Chapter | 2 Analyses plots

2.1 UpSet plot of merged analyses sources

Below you can see a UpSet plot of the merged analyses.

In the lower left corner you can see the number of Genes originating from each of the different resources, after that resources are sorted on the right side. UpSet plots generally represent the intersections of a data set in the form of a matrix, as can be seen in the graph below.

  • Each column corresponds to a set, and the bar graphs at the top show the size of the set.
  • Each row corresponds to a possible intersection: the dark filled circles show which set is part of an intersection.
  • For example, the first column shows that most of the genes found in only one of the five sources are derived from the PubTator query, and in the third column you can see that 177 Genes are found in all five sources.

2.2 Bar plot of PanelApp results

Below you can see a Bar plot of the PanelApp analysis.

We retrieved all kidney disease related panels from both PanelApp UK and PanelApp Australia, meaning all panels that include “renal” or “kidney” in its name.

  • The y axis shows the number of Genes in the different panels, which is also visualized by the height of the bars.
  • The x axis displays the number of panels (source_count), i.e. in how many different panels a single Gene occurred.
  • For example 38 Genes occurred in just one panel and 2 Genes were present in all thirty different panels.

2.3 Bar plot of Literature results

Below you can see a Bar plot of the Literature analysis.

We identified Genes associated with kidney disease in a systematic Literature search using the following search query:
(1) “Kidney”[Mesh] OR “Kidney Diseases”[Mesh] OR kidney OR renal AND
(2) “Genetic Structures”[Mesh] OR “Genes”[Mesh] OR genetic test OR gene panel OR gene panels OR multigene panel OR targeted panel*

  • The y axis shows the number of Genes in different publications, which is also visualized by the height of the bars.
  • The x axis displays the number of publications (source_count), i.e. in how many different publications a single Gene occurred.
  • For example 331 Genes occurred in just one of the publications and 1 Gene was present in all 13 different publications.

2.4 Bar plot of Diagnostic panels results

Below you can see a Bar plot of the Diagnostic panels analysis.

We used ten common diagnostic panels that can be purchased for genome analysis and extracted the screened Genes from them.

  • The y axis shows the number of Genes in the different diagnostic panels, which is also visualized by the height of the bars.
  • The x axis displays the number of panels (source_count), i.e. in how many different panels a single Gene occurred.
  • For example 371 Genes occurred in just one panel and 56 Genes were present in all ten different panels.

2.5 Bar plot of HPO in rare disease databases results

Below you can see a Bar plot of the HPO-term based query in rare disease databases (OMIM, Orphanet).

We used eight common databases for rare diseases and screened them for kidney disease associated Genes from a Human Phenotype Ontology (HPO) based search query.
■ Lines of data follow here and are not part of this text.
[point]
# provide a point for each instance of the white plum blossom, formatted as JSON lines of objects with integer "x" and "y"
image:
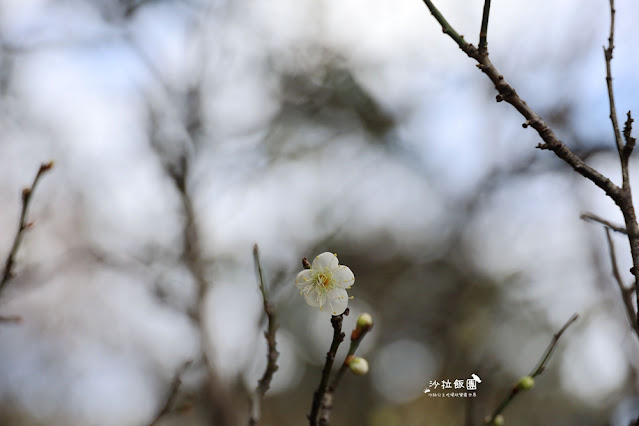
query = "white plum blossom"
{"x": 326, "y": 283}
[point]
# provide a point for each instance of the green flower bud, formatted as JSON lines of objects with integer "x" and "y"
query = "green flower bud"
{"x": 526, "y": 383}
{"x": 359, "y": 366}
{"x": 364, "y": 321}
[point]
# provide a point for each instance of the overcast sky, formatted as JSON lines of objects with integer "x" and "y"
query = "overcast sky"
{"x": 81, "y": 84}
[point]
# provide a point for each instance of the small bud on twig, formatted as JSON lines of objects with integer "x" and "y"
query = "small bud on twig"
{"x": 358, "y": 366}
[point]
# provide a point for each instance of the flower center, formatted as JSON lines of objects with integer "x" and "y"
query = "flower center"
{"x": 324, "y": 281}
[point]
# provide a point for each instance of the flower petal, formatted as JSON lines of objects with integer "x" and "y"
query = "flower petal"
{"x": 315, "y": 299}
{"x": 337, "y": 300}
{"x": 343, "y": 277}
{"x": 325, "y": 261}
{"x": 303, "y": 279}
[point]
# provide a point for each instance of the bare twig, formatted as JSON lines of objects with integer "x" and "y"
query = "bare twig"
{"x": 218, "y": 399}
{"x": 626, "y": 293}
{"x": 171, "y": 395}
{"x": 23, "y": 225}
{"x": 271, "y": 359}
{"x": 609, "y": 225}
{"x": 611, "y": 98}
{"x": 507, "y": 93}
{"x": 539, "y": 369}
{"x": 326, "y": 406}
{"x": 318, "y": 396}
{"x": 620, "y": 195}
{"x": 483, "y": 32}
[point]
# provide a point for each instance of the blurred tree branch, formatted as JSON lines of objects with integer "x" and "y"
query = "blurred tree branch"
{"x": 272, "y": 355}
{"x": 23, "y": 225}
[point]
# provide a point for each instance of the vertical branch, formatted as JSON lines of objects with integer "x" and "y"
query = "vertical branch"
{"x": 625, "y": 202}
{"x": 218, "y": 400}
{"x": 23, "y": 225}
{"x": 611, "y": 98}
{"x": 171, "y": 396}
{"x": 622, "y": 196}
{"x": 357, "y": 336}
{"x": 483, "y": 32}
{"x": 318, "y": 396}
{"x": 626, "y": 293}
{"x": 271, "y": 359}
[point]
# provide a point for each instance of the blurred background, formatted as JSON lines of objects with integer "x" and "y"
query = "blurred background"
{"x": 185, "y": 131}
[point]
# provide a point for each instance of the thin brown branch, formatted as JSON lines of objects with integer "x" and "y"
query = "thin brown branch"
{"x": 319, "y": 395}
{"x": 171, "y": 395}
{"x": 483, "y": 32}
{"x": 508, "y": 94}
{"x": 271, "y": 359}
{"x": 218, "y": 400}
{"x": 23, "y": 225}
{"x": 626, "y": 293}
{"x": 611, "y": 98}
{"x": 326, "y": 407}
{"x": 627, "y": 134}
{"x": 593, "y": 217}
{"x": 622, "y": 196}
{"x": 539, "y": 369}
{"x": 446, "y": 27}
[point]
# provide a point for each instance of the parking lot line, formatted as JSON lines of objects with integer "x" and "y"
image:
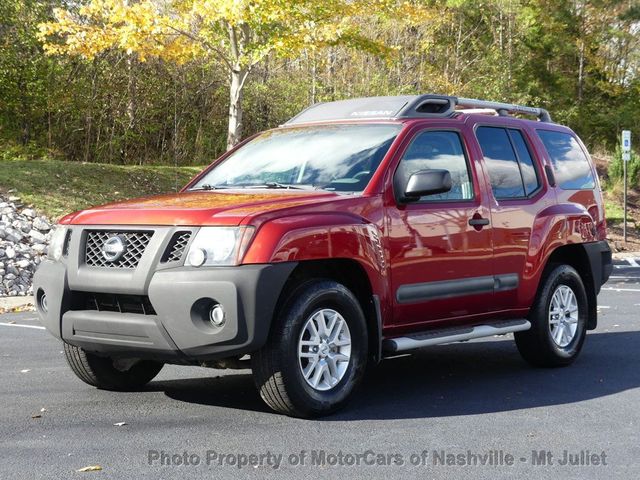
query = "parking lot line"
{"x": 622, "y": 289}
{"x": 23, "y": 326}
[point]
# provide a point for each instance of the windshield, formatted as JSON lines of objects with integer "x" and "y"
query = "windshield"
{"x": 331, "y": 157}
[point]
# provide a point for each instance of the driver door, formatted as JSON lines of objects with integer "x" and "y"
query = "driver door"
{"x": 440, "y": 245}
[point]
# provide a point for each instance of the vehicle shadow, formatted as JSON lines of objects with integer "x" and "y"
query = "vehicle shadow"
{"x": 460, "y": 379}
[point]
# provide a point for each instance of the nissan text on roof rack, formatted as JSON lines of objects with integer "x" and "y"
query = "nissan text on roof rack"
{"x": 357, "y": 230}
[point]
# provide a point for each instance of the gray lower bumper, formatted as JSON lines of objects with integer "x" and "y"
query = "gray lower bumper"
{"x": 179, "y": 329}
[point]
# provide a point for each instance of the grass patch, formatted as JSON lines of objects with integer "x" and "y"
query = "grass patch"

The most comprehensive HPO term used was “Abnormality of the upper urinary tract” (HP:0010935) and included all sub group terms. We deliberately chose these to be somewhat broader in order to fully include all relevant kidney diseases such as CAKUT, among others.

  • The y axis shows the number of Genes in the different rare disease databases, which is also visualized by the height of the bars.
  • The x axis displays the number of databases (source_count), i.e. in how many different databases a single Gene occurred.
  • For example 652 Genes occurred in just one database and 1 Gene was present in all eight different databases.

2.6 Bar plot of PubTator results

Below you can see a Bar plot of the PubTator analysis.

We retrieved all kidney disease associated Genes from a PubTator API-based automated literature extraction of publications available on PubMed.

  • The y axis shows the number of Genes in the different publications, which is also visualized by the height of the bars.
  • The x axis displays the number of publications (source_count), i.e. in how many different publications a single Gene occurred.
  • For example 914 Genes occurred in just one publication and 1 Gene was present in 1221 different publications.